Example 10 is related to a method for visualizing dynamic viewpoint evolution for an event. The method automatically collects information on an event published by people on social platforms, analyzes the emotions in the information, and visualizes changes of the emotions over time by coloring diagrams to be displayed in a computer. The closest prior art discloses a similar method, and the difference is only that the solution of example 10 uses a different emotion classification rule to determine the emotions and their changes. The emotion classification rule is an artificial rule, and the rule does not influence the coloring process. In other words, the feature of emotion classification rule and the technical feature of coloring process do not support each other functionally and do not interact with each other.

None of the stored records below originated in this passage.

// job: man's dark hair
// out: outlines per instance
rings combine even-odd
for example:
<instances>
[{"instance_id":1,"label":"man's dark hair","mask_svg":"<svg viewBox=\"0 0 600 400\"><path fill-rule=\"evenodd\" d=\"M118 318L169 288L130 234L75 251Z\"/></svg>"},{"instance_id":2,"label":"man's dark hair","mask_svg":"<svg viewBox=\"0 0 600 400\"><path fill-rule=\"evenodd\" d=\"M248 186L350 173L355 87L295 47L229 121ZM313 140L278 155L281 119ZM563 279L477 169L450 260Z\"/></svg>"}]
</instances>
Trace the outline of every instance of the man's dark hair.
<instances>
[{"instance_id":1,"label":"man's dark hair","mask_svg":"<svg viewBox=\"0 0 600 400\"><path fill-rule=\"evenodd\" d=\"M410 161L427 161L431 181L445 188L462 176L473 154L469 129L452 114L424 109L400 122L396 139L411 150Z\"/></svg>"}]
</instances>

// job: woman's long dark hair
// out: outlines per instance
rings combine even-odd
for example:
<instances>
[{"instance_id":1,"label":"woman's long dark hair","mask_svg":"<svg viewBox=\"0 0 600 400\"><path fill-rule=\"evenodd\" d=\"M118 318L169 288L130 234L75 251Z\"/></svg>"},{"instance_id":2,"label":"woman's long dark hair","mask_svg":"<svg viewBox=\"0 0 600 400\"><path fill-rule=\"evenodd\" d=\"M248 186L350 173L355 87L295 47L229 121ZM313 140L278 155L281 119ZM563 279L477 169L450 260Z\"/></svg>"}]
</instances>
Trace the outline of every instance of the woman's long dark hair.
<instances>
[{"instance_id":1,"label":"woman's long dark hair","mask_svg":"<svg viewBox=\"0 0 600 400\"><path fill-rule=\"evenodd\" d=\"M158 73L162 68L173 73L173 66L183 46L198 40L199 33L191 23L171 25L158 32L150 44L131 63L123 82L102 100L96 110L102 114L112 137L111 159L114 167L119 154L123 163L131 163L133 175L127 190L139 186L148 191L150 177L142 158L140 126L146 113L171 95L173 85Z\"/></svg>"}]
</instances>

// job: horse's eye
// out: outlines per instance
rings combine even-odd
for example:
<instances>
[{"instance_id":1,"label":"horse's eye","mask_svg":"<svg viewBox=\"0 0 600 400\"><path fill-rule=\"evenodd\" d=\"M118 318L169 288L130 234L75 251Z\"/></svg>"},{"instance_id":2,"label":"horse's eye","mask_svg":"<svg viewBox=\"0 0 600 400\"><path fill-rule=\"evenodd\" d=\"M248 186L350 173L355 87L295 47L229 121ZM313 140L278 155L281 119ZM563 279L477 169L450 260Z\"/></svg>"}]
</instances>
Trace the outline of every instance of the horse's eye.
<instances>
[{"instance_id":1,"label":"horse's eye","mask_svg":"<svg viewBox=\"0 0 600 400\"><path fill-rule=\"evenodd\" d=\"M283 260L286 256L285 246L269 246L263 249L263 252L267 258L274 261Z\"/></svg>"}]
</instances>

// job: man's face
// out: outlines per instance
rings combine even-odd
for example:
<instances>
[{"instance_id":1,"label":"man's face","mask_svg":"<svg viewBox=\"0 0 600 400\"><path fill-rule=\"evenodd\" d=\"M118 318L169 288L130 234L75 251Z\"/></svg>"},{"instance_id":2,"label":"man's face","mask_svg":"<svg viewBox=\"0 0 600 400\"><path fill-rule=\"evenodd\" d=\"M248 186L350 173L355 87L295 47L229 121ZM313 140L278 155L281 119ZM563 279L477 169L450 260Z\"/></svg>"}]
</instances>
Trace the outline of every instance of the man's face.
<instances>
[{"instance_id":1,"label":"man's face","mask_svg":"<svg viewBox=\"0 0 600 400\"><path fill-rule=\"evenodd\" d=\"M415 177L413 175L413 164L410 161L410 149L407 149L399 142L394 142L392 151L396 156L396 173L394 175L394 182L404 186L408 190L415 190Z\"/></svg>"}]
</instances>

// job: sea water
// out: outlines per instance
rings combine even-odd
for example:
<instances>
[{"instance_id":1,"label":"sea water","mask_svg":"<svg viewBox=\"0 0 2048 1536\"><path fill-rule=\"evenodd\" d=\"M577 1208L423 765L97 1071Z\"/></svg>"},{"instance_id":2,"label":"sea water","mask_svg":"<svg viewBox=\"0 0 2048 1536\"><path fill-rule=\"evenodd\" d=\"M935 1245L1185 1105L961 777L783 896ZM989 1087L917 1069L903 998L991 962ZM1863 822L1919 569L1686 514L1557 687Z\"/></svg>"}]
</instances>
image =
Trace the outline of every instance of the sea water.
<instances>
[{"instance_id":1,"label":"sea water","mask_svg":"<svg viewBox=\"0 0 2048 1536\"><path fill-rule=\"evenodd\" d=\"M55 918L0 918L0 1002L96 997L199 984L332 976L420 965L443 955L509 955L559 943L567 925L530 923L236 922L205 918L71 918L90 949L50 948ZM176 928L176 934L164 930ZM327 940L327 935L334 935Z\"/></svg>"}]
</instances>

Therefore, the distinctive feature is considered as an isolated feature of rules for mental activities, and even if no prior art document discloses such a feature, the solution of example 10 is considered to lack inventive steps since it has no technical contributions to the prior art.

Booming of new areas such as artificial intelligence (AI), “Internet +”, big data, and blockchain brings lots of legal issues. Patenting in those areas is one of them. We believe the authorities shall continue issuing new regulations regarding patenting in the new areas, such as more detailed regulations for drafting requirements of claims and specifications. As always, Liu Shen will keep up-to-date and provide our clients with well-informed advice.